Learning From Experience

Improving Early Tracheal Extubation Success After Congenital Cardiac Surgery

Peter D. Winch, MD, MBA; Anna M. Staudt, MD; Roby Sebastian, MD; Marco Corridore, MD; Dmitry Tumin, PhD; Janet Simsic, MD; Mark Galantowicz, MD; Aymen Naguib, MD; Joseph D. Tobias, MD

Disclosures

Pediatr Crit Care Med. 2016;17(7):630-637. 

In This Article

Materials and Methods

As part of a quality improvement process, data were reviewed for all children less than 1 year old who underwent congenital cardiac or great vessel surgery between October 1, 2010, and October 24, 2013. The project was exempted from formal review by our institutional review board, which determined the project to consist of a quality improvement process. Retrospective data were collected on use of CPB, tracheal extubation in the OR versus tracheal extubation in the CTICU, age, weight, procedure, Special Tertiary Admissions Test (STAT) score, Risk Adjustment for Congenital Heart Surgery (RACHS) score, CPB time, and need for reintubation, in-hospital mortality and hospital length of stay (LOS) after surgery.

We have developed a standardized analgesic and anesthetic management strategy across our pediatric cardiac anesthesia group. Our approach regarding anesthetic technique, acute normovolemic hemodilution, heparin administration, crystalloid and blood product transfusion, and pH management on bypass have been previously published.[6] In short, for patients that are planned for an OR extubation following surgery, fentanyl is dosed at an initial goal of 15–20 μg/kg, administered prior to surgical incision. This is supplemented with a dexmedetomidine infusion started at the rate of (0.5 μg/kg/hr) which is started after anesthetic induction, continued throughout the case during CPB, and discontinued just after weaning from CPB. Anesthesia is maintained with isoflurane and rocuronium is used for neuromuscular blockade. Intravenous acetaminophen is administered 30 minutes prior to tracheal extubation as an adjunct to postoperative analgesia. Additional narcotics are administered once the respiratory rate is reestablished at the conclusion of the surgery. Patients that present to the OR intubated and those who have comorbidities or other criteria that exclude them from an early extubation pathway are given fentanyl at an initial dose of 20–25 μg/kg, and additional fentanyl and midazolam prior to transport from the OR to the CTICU.

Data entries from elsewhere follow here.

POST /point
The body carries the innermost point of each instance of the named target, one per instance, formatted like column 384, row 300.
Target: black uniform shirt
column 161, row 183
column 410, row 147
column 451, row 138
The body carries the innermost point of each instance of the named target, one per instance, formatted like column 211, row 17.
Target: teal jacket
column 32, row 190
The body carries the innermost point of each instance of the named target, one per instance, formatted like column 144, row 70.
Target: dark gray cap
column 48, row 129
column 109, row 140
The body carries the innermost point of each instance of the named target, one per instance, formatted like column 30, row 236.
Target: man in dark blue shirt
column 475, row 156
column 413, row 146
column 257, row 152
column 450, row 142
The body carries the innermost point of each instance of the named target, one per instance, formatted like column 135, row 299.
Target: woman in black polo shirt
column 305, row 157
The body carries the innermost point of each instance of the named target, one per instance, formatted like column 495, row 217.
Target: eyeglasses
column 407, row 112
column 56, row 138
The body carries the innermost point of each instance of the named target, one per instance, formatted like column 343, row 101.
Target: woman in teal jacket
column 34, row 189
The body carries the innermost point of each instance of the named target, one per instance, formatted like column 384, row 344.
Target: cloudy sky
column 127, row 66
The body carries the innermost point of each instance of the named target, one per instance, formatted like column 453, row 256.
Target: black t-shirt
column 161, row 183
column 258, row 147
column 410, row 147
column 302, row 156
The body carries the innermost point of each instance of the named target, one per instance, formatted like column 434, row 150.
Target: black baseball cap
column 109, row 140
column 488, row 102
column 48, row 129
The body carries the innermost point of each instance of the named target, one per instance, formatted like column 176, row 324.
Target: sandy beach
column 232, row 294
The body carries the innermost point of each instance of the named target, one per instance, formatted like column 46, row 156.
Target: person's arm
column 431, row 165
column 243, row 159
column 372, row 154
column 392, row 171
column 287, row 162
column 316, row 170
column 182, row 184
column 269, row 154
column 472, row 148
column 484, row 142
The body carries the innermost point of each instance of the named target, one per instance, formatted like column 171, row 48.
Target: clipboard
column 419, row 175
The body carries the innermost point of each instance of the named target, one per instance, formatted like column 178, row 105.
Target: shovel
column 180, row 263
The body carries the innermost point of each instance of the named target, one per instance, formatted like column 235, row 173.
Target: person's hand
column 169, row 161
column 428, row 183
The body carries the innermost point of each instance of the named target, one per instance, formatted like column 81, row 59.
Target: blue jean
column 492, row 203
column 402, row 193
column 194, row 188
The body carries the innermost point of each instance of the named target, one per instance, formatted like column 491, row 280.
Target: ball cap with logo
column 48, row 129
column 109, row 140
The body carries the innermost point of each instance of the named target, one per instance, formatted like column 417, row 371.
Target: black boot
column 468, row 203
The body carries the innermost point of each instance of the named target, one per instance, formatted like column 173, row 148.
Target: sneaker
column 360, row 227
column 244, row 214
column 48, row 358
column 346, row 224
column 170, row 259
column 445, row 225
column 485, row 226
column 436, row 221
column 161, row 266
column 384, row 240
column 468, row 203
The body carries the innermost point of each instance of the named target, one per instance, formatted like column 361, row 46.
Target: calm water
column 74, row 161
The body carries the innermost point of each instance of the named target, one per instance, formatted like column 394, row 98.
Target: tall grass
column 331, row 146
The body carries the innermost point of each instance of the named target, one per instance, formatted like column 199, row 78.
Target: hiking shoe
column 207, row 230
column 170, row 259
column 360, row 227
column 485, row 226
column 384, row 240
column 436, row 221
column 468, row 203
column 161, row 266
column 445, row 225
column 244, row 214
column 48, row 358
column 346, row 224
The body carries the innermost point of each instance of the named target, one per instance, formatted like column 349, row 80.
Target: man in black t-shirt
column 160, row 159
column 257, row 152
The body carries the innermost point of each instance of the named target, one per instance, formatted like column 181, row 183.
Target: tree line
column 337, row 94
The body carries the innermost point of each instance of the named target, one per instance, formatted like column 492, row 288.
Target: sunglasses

Categorical variables were presented as counts and continuous variables were presented as medians with interquartile ranges. Patient characteristics were compared using chi-square tests for categorical variables and Mann-Whitney U tests for continuous variables across four groups defined by timing of extubation and necessity of reintubation. Group 1 patients had tracheal extubation in the OR and remained extubated, group 2 patients had tracheal extubation in the OR, but required reintubation either immediately or in the CTICU, group 3 patients underwent tracheal extubation in the CTICU and remained extubated, and group 4 patients underwent tracheal extubation in the CTICU, but required reintubation (Fig. 1). Descriptive statistics were further stratified by the use of CPB. Among patients requiring reintubation, time to reintubation was coded as within 4 hours of CTICU arrival, within 4–24 hours of CTICU arrival, or within greater than 24 hours of CTICU arrival; and compared by extubation timing (in the OR [group 2] vs in the CTICU [group 4]). Survival analysis with in-hospital mortality as the endpoint was performed separately for early (OR) and late (CTICU) extubations using Kaplan-Meier curves with log-rank tests. The time metric for survival analysis was days from extubation to discharge, with patients surviving less than1 day excluded from this analysis. All analyses were performed in Stata/MP 13.1 (StataCorp LP, College Station, TX), and p value less than 0.05 was considered statistically significant. To elaborate on the statistical analysis, the hospital records were further scrutinized to determine if any patient data, including physical examination, laboratory data or observational data from parents, nurses or physicians, predicted respiratory failure.

Figure 1.

Graphic representation of patient groups.